Across the board we see that designs less than 5 million gates are less likely to adopt code coverage, assertions, functional coverage, and constrained-random simulation. Hence, if you correlate this data with the number of spins by design size (as shown in Figure 1), then the data suggest that the verification maturity of an organization has a significant influence on its ability to achieve first silicon success.

As a side note, you might have noticed that there is less adoption of constrained-random simulation for designs greater than 80 million gates. There are a few factors contributing to this behavior: (1) constrained-random works well at the IP and subsystem level, but does not scale to the full-chip level for large designs. (2) There a number of projects working on large designs that predominately focuses on integrating existing or purchased IPs. Hence, these types of projects focus more of their verification effort on integration and system validation task, and constrained-random simulation is rarely applied here.

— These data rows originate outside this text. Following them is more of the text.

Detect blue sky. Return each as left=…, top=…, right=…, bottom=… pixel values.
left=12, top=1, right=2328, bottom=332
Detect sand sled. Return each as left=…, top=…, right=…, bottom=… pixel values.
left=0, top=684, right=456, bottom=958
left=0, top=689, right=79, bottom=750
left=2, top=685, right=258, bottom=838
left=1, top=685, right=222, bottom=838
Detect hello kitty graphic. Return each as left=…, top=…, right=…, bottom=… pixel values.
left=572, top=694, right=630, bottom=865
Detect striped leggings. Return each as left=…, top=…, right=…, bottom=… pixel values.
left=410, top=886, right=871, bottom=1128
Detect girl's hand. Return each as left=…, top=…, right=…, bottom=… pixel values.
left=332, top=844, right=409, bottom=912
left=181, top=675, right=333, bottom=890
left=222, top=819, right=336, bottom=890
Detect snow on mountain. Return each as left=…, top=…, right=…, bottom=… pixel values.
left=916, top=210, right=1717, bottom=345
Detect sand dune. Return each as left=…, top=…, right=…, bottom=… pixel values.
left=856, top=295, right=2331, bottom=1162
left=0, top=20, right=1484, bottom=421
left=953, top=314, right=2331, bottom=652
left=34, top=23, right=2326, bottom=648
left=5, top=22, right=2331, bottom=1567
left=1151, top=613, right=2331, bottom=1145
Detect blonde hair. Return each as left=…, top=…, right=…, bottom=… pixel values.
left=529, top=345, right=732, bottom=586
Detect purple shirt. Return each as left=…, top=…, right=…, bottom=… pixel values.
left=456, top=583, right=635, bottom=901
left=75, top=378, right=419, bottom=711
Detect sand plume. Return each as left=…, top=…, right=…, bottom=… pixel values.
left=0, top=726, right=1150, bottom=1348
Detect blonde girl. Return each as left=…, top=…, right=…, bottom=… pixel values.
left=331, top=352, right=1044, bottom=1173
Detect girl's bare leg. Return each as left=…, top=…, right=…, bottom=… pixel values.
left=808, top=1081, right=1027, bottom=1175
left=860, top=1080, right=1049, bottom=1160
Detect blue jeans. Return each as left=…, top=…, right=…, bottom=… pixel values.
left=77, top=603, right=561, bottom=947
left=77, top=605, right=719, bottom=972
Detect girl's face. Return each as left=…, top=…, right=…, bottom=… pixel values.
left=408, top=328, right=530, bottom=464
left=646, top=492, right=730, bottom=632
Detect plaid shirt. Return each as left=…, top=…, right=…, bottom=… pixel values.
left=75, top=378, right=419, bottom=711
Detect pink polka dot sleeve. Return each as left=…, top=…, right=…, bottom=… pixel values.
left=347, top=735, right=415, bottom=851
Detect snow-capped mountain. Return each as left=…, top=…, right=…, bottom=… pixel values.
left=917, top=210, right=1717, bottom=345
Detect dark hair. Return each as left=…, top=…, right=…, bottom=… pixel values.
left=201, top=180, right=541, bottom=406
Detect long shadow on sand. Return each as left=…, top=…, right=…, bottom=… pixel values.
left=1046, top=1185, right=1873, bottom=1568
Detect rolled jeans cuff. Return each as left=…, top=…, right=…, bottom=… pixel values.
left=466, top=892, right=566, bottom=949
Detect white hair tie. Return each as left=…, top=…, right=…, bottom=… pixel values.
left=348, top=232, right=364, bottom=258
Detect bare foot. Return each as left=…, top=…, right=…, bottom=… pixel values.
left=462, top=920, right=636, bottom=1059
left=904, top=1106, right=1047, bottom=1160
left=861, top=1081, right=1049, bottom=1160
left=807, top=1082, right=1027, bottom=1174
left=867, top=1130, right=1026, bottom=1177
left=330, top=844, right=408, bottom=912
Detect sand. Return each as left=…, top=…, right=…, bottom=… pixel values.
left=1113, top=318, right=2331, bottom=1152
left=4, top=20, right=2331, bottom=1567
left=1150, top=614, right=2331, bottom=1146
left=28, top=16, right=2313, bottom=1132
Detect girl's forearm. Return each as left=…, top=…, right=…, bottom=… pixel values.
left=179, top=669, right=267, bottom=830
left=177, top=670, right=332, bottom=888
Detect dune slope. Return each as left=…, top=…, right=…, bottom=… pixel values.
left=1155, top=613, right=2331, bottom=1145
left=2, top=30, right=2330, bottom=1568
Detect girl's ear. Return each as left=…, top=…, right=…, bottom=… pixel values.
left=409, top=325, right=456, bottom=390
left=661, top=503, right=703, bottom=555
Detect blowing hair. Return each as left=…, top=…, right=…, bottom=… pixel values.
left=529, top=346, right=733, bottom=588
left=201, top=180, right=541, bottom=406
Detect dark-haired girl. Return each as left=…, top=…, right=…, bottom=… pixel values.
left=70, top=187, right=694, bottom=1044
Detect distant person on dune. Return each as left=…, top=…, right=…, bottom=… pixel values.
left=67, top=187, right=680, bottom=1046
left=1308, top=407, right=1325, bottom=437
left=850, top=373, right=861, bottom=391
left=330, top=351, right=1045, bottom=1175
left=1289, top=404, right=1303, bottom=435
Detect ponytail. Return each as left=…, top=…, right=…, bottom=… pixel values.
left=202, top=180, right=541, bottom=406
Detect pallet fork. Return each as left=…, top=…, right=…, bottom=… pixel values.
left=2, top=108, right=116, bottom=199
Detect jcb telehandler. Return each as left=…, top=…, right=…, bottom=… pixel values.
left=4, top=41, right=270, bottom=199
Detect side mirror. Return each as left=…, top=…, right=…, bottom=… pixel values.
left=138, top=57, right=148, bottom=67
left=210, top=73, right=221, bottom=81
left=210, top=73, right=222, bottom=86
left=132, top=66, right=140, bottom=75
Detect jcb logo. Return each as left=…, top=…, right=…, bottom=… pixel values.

So, to conclude this blog series, in general, the industry is maturing its verification processes as witnessed by the verification technology adoption trends. However, we found that smaller designs were less likely to adopt what is generally viewed as industry best verification practices and techniques. Similarly, we found that projects working on smaller designs tend to have a smaller ratio of peak verification engineers to peak designers. Could the fact that fewer available verification resources combined with the lack of adoption of more advanced verification techniques account for fewer small designs achieving first silicon success? The data suggest that this might be one contributing factor. It’s certainly something worth considering.